Managing relationships with business leaders was a primary focus from the start. Williams and Adeyanju wanted to improve customer satisfaction from 78 percent to at least 90 percent. By quickly becoming more involved and engaged in operational issues, team members became more attuned to the specific needs of those business leaders.
“We heard from many of our internal clients that they really like their outside lawyers and feared service degradation upon bringing the work inside," says Williams. "We built the relationships from the ground up to have positive interactions from day one. We tried to reach out proactively, let people know how we could help, then expressed our gratitude and thanks when they turned to us.”
Now, internal clients enjoy faster service, greater consistency, and improved reliability, and have rewarded Williams and her team with a 95 percent customer satisfaction rating.
It was also important to Williams to create a collaborative, engaged team within the new legal department. She equipped them with all the modern technological conveniences, such as dual monitors and standing desks. The group also banded together to volunteer at local charity events. “Those activities helped us to bond, engage, and get to know one another,” says Williams, noting that these activities and others have placed the legal department in the 97th percentile related to employee engagement.
The Contracts Division exemplifies value and innovation from the inside out.

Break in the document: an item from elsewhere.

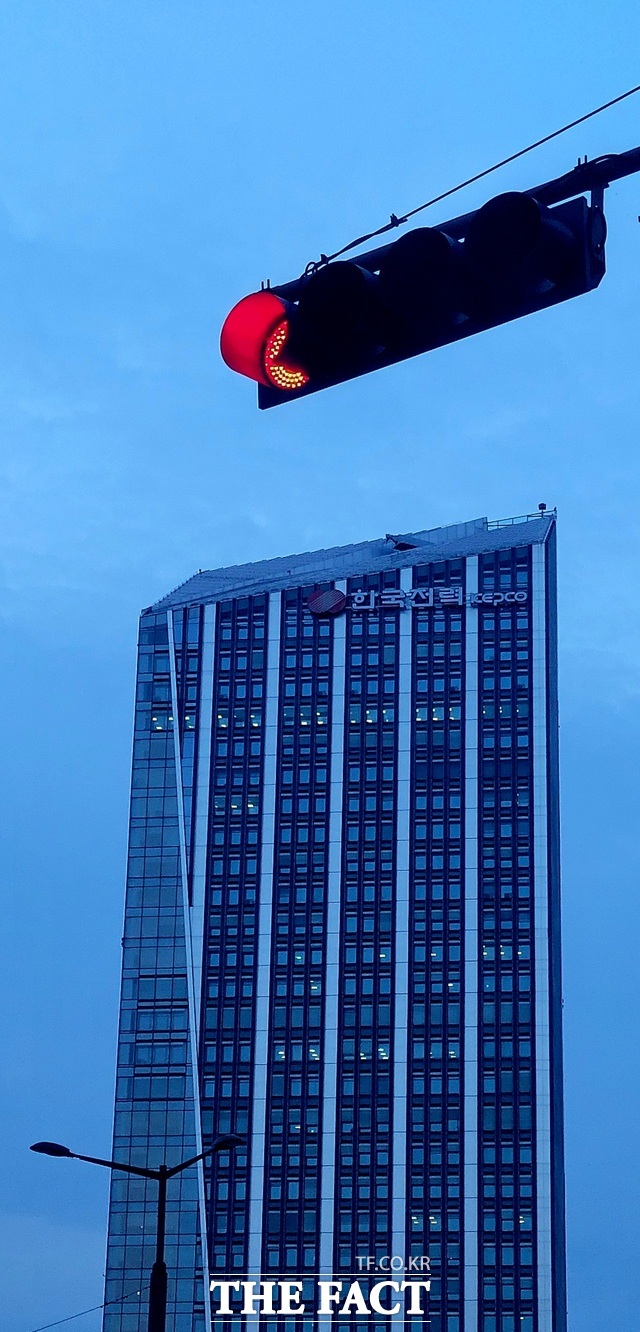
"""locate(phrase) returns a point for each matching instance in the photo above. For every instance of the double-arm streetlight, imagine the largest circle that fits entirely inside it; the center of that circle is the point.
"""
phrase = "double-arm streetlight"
(158, 1288)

Located within the Transactions Practice Group, the Contracts Division is a model unique among US health care organizations: This one-stop shop guides the request, approval, drafting, review, signature, administration, and compliance review for every SSM Health contract, including physician employment, vendor relationships, and real estate. The brainchild of Assistant General Counsel Christopher Wintrode, the Contracts Division is organized by service lines and uses self-service tools and forms on an intranet site, as well as electronic signatures, to streamline its contract review process. Improved legal staff efficiency reduced contract review time from eight business days to two; increased contract completions by 127 percent (more than 8,500 annually); and earned the department the SSM Innovators Award. A seven-step process guides the Division’s work.
Williams leveraged new technologies to establish a culture of innovation within the department, which is an entirely paperless work environment. The department utilizes an electronic contract management database to organize contracts and a cloud-based legal practice management program, Serengeti, to organize legal matters and approve invoices. Williams notes that simplicity is key to avoid being overwhelmed by the technology: “The [enterprise legal management] program comes with 400 options. We learned to turn off everything but the bare minimum. We use three templates,” she says.
In just two short years, the internal legal department at SSM Health has reduced its overall legal expenses by more than 65 percent through the insourcing of legal talent and improved control of external legal counsel. Outside counsel must participate in a standard fee schedule with safeguards to prevent fees from exceeding clearly defined maximums on hourly rates and total project costs.